This is the story of one of the longest and most thankless scientific hunts in modern physics. Since 2016, physicist Stephan Schlamminger, from National Institute of Standards and Technology (NIST) in the United States, locked himself in his laboratory for a mission: to measure “ Big G », the constant which determines the force of attraction between two masses.
The goal was to replicate a French experience to finally obtain a consensual value. Ten years later, the result is there…and it solves nothing, quite the contrary.
Because far from closing the debate, this result departs from previous measurements, including the experience it sought to replicate. The quest to precisely define the most fundamental force in the universe remains a puzzle.
Why is measuring gravity so complicated?
The main reason is that the force of gravityalthough omnipresent, is cosmically weak. It is by far the most discreet of the four fundamental forces of the universe. This intrinsic weakness makes its measurement in the laboratory extremely delicate.
In the laboratory, scientists must use relatively small masses, which therefore generate only tiny forces. The challenge then becomes to distinguish this tiny signal from the gravitational background noise generated by everything around us: the building, a truck passing in the street, and even the experimenter.
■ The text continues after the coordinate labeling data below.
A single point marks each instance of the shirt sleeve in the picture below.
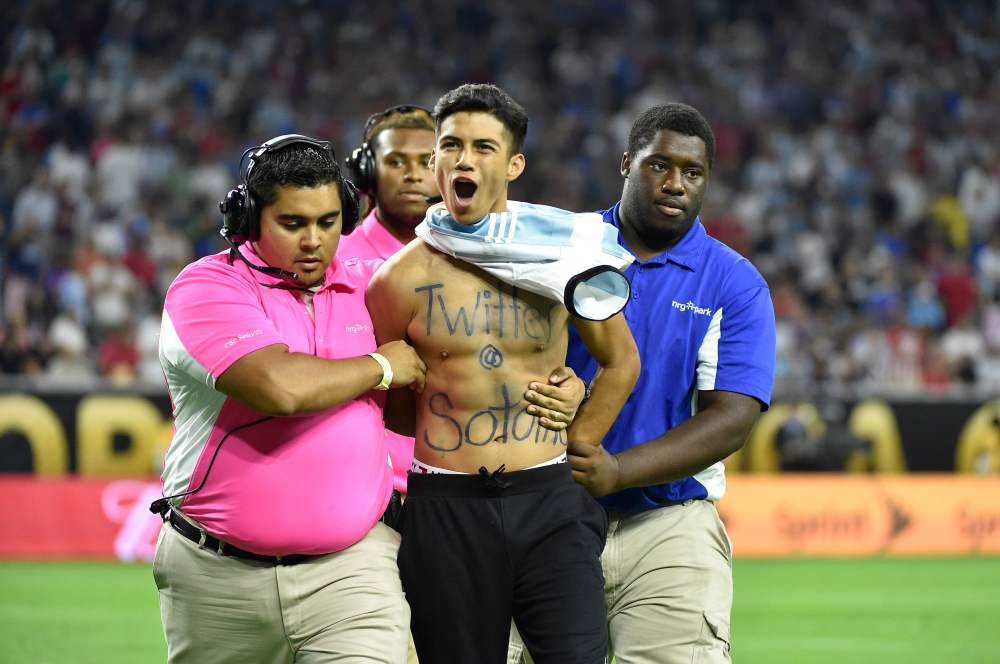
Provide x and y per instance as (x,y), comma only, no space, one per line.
(744,329)
(217,316)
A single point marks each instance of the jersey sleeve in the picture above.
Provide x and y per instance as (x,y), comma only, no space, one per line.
(744,335)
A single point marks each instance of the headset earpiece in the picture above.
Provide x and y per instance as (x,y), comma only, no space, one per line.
(361,166)
(236,209)
(350,203)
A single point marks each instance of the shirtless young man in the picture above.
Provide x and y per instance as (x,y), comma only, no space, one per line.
(494,526)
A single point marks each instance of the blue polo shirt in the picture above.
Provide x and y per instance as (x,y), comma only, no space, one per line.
(702,317)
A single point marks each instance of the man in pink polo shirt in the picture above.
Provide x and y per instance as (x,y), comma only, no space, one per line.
(391,168)
(278,471)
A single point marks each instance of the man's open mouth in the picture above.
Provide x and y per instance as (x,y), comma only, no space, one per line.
(465,190)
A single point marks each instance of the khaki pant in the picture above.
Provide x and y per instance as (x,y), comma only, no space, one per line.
(668,587)
(345,607)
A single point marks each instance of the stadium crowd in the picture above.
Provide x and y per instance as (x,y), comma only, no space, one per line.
(857,162)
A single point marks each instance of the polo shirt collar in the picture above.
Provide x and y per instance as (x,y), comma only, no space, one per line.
(687,253)
(335,275)
(384,242)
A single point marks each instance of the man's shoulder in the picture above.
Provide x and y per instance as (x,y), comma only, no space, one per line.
(212,269)
(731,268)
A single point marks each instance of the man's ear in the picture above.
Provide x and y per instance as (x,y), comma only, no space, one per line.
(515,167)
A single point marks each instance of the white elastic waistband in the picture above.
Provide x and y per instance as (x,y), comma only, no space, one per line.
(422,468)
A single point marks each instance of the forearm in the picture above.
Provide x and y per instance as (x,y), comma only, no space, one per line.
(609,391)
(708,437)
(294,383)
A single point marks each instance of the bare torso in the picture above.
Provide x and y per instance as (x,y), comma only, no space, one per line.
(483,341)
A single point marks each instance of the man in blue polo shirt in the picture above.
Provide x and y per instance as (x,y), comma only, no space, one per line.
(702,317)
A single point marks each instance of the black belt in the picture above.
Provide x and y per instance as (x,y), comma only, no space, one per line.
(203,539)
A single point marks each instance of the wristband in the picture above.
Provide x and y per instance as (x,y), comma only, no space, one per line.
(386,371)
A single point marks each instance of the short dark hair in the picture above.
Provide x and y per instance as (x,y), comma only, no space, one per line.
(404,117)
(485,98)
(674,116)
(296,164)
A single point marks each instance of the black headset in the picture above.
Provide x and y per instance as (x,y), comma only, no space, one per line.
(240,215)
(361,162)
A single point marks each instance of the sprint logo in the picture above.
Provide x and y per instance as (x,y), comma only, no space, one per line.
(692,307)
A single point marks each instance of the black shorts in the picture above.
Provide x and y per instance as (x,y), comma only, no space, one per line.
(478,550)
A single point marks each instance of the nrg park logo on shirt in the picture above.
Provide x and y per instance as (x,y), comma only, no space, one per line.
(692,307)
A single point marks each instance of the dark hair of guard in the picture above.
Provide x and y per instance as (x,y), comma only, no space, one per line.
(485,98)
(677,117)
(297,165)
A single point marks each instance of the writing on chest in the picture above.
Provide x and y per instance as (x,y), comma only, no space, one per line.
(476,311)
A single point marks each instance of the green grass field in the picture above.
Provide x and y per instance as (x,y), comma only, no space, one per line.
(812,611)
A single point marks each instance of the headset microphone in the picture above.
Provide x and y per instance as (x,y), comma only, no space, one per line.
(234,252)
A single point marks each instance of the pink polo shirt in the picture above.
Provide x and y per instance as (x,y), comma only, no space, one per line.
(308,484)
(371,240)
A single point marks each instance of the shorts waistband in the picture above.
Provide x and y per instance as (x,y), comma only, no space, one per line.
(421,468)
(488,484)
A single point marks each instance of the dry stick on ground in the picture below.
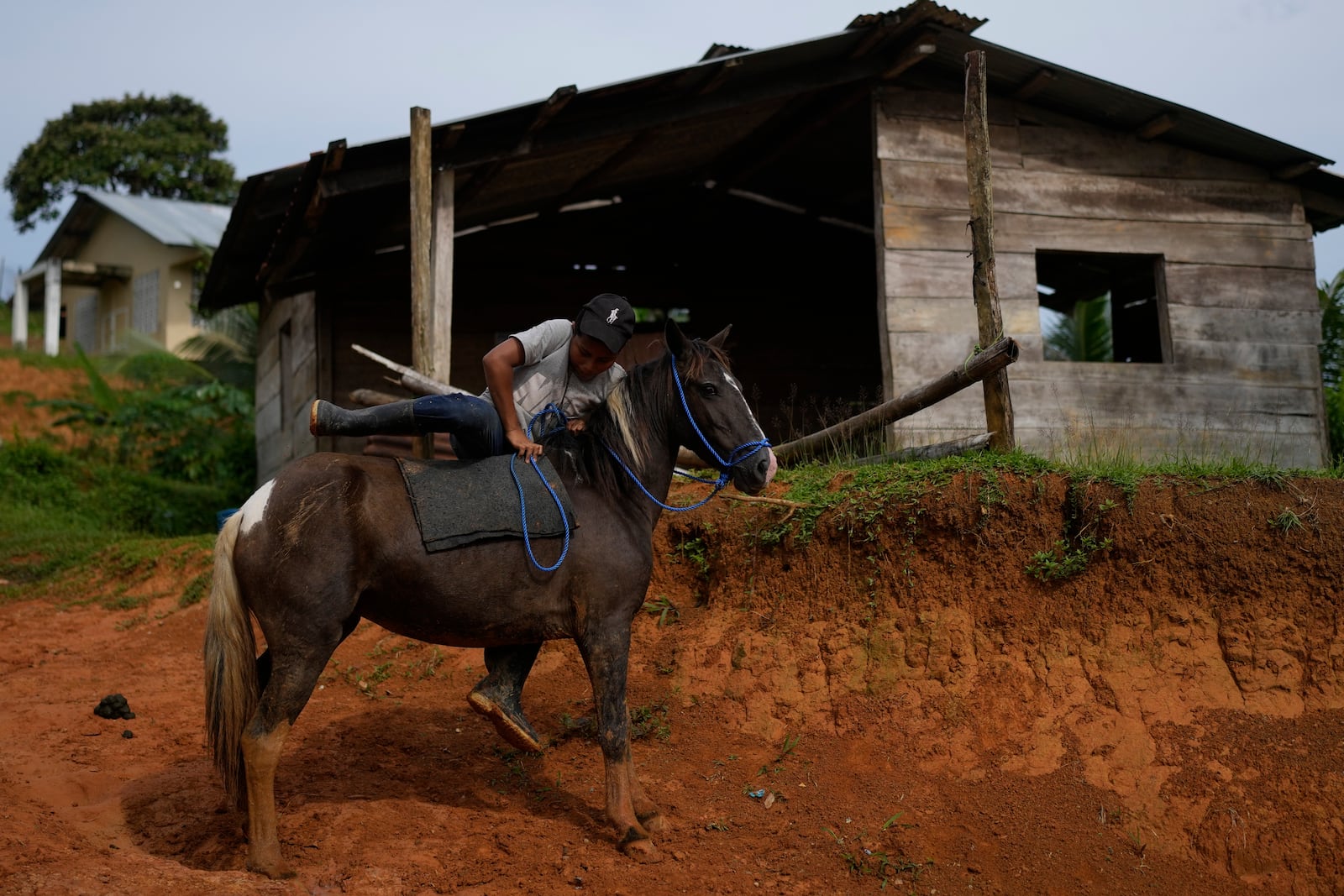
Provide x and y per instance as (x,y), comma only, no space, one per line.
(987,363)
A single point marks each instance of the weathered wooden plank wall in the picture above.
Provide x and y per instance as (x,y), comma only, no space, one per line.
(1242,379)
(286,382)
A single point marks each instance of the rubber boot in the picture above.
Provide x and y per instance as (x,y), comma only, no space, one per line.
(497,696)
(396,418)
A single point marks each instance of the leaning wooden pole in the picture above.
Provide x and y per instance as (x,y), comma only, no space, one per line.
(988,317)
(423,273)
(978,369)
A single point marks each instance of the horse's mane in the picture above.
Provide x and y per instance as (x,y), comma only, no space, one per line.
(633,422)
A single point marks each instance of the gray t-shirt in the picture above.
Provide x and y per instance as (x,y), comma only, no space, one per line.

Isolating the intended interaction is a nightmare, transforming every measure of theuniversal attraction in a fight against invisible disturbances.
What is the new value of G and why is it disappointing?
The fateful figure revealed by the NIST team is 6.67387×10-11 m³/kg/s². To the layman, this number doesn’t mean much. But for metrologists (scientists specializing in measurement), it’s a little bomb.
This value is in fact 0.0235% lower than that of the French experience which it was supposed to confirm. It’s a step forward that looks suspiciously like a step aside, leaving the scientific community in an even thicker fog regarding this famous gravitational constant.
Credit: Schlamminger / IOPScience
The gap may seem tiny, but at this scale of precision it is huge. Schalamminger himself compares it to the fact of “ measure the height of a human being and be wrong by a millimeter or two ».
In the world of fundamental constants, where some are known to eight decimal places of precision, such uncertainty in the value of G is judged “ quite embarrassing “. The mystery, far from dissipating, thickens.
How did this experiment attempt to avoid the mistakes of the past?
Aware of the pitfalls, Schlamminger has implemented an absolutely rigorous protocol to protect himself from the researcher’s greatest enemy: through the experimenter.
To avoid being unconsciously influenced by the expected results, he asked an external colleague to add a random value to the masses used. The code to decipher this modification has been sealed in a secret envelopewhich Schlamminger only opened at the very end of his scientific experience.
This method, called “blind”, guarantees total objectivity of the measurements. Yet even with this precaution, the end result was a surprise. The protocolas rigorous as it was, was not enough to tame G’s elusive nature.
Should you throw everything away? What is the future of this quest?
Far from being an assessment of failure, this result is a wonderful lesson in humility and rigor. The team identified several previously overlooked intrinsic effects, such as the influence of residual gas pressure in the vacuum chamber.
The goal was not just to find a number, but to track down the unknown, to expose the flaws in our methods. Science often advances not by finding answers, but by asking better questions. This is the very nature of research into the mystery of gravity.
Stephan Schlamminger does not consider these ten years wasted. His passion remains intact, to the point that he carries the Planck constant, which he helped to fix in 2019, tattooed on the forearm. But he admits he would never get the value of G tattooed on him.
The reason? The number is good too capricious “. An admission that perfectly sums up the challenge that this fundamental constant continues to pose questions to the greatest minds of our time.